También, encontró esta Sala dentro del plenario la existencia de liquidación de la relación laboral, donde se incluye además la indemnización por despido sin justa causa equivalente a $1.778.738, por la terminación sin justa causa del contrato a la demandante. Además, durante el interrogatorio de parte la actora confesó haber recibido la indemnización correspondiente.
[…] Así las cosas, en sentir de la Sala, el A quo no incurrió en los yerros anotados por la parte actora, por tal motivo se confirmará la sentencia apelada7.
En tales condiciones, considera esta Sala que la providencia censurada responde a las consideraciones del caso concreto, contrario al querer de la accionante que pretende convertir la vía constitucional en una tercera instancia, trayendo a esta sede una controversia legal, que escapa a la función constitucional inherente al proceso de tutela.

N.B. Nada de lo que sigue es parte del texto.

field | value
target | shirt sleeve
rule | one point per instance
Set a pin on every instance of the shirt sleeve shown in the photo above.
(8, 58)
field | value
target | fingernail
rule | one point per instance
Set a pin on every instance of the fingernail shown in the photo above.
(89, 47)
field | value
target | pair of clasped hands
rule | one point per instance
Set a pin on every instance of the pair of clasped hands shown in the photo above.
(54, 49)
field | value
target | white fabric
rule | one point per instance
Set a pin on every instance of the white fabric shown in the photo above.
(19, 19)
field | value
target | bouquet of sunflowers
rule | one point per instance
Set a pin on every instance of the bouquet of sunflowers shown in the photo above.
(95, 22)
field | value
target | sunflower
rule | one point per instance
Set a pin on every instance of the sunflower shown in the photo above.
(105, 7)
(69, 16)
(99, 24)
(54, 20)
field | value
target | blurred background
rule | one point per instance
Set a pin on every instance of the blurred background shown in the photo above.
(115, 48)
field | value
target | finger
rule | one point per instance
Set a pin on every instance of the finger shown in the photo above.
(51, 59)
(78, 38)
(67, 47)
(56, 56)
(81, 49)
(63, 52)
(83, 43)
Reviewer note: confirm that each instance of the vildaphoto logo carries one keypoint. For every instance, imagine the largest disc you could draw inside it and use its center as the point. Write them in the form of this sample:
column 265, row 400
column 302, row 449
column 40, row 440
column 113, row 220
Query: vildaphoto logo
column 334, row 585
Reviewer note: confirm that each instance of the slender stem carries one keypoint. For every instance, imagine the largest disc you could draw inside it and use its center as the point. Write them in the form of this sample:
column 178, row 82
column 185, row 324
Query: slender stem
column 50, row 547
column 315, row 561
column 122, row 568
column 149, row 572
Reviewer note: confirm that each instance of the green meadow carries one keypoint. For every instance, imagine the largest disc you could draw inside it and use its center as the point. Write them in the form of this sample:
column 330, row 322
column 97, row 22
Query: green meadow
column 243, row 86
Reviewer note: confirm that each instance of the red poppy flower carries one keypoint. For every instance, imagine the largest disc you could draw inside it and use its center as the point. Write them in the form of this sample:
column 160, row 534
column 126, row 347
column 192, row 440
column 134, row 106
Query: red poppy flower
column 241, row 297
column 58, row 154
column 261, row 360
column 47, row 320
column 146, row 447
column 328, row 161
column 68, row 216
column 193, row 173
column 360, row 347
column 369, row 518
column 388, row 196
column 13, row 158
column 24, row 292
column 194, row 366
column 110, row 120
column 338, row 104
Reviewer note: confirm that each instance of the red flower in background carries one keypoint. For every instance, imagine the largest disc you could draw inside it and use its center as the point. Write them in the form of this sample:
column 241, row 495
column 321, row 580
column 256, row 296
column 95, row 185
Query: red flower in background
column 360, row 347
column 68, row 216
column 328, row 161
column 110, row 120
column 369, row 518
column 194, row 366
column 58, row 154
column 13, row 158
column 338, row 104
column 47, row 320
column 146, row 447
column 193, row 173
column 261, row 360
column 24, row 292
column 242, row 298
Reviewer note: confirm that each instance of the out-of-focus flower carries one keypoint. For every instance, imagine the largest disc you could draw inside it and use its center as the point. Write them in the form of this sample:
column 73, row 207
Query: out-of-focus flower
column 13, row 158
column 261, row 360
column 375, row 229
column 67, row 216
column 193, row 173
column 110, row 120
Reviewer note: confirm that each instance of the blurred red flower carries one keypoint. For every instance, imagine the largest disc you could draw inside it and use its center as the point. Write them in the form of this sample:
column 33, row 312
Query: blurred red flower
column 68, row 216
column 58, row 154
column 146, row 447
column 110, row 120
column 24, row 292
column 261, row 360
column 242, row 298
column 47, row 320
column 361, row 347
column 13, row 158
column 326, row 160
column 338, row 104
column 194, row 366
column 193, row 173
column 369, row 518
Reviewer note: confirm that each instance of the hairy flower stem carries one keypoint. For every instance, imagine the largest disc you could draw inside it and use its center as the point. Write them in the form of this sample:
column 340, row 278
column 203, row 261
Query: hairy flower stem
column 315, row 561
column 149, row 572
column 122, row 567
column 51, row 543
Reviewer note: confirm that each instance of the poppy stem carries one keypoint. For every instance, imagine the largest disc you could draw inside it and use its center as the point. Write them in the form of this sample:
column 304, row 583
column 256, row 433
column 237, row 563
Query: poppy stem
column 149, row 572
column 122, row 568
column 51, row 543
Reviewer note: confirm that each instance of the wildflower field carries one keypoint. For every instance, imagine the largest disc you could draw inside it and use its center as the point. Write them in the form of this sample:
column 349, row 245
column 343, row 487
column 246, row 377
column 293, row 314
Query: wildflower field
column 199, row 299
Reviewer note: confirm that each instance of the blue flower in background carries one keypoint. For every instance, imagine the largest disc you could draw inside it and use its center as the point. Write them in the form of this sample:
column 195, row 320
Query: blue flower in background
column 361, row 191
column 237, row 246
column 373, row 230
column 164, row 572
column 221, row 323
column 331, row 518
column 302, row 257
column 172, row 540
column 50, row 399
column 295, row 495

De manera que, lo procedente en este caso es confirmar el fallo emitido el 13 de diciembre de 2018.
En mérito de lo expuesto, LA CORTE SUPREMA DE JUSTICIA, SALA DE CASACIÓN PENAL – SALA DE DECISIÓN DE ACCIONES DE TUTELA No. 3, administrando justicia en nombre de la República y por autoridad de la Ley,
RESUELVE
1°. CONFIRMAR el fallo impugnado.
2°. NOTIFICAR esta providencia de conformidad con el artículo 30 del Decreto 2591 de 1991.
3°. REMITIR el expediente a la Corte Constitucional para su eventual revisión, una vez en firme.
NOTIFÍQUESE y CÚMPLASE
JOSÉ FRANCISCO ACUÑA VIZCAYA
EUGENIO FERNÁNDEZ CARLIER
PATRICIA SALAZAR CUÉLLAR
NUBIA YOLANDA NOVA GARCÍA
Secretaria
1 Folio 19 y ss del cuaderno de primera instancia.
2 Folio 54 del cuaderno de primera instancia.
3 Ibídem.
4 C.C. C-279/13.
5 T – 578 de 2010.
6 MONTERO AROCA, Juan, El sistema de tutela jurisdiccional de derechos fundamentales, En: Proceso (civil y penal) y garantía, el proceso como garantía de libertad y responsabilidad, Valencia, Tirant lo Blanch, 2006, p. 475.
7 Minuto 10:10 y ss del Cd 1 anexo, audiencia del 12 de septiembre de 2018.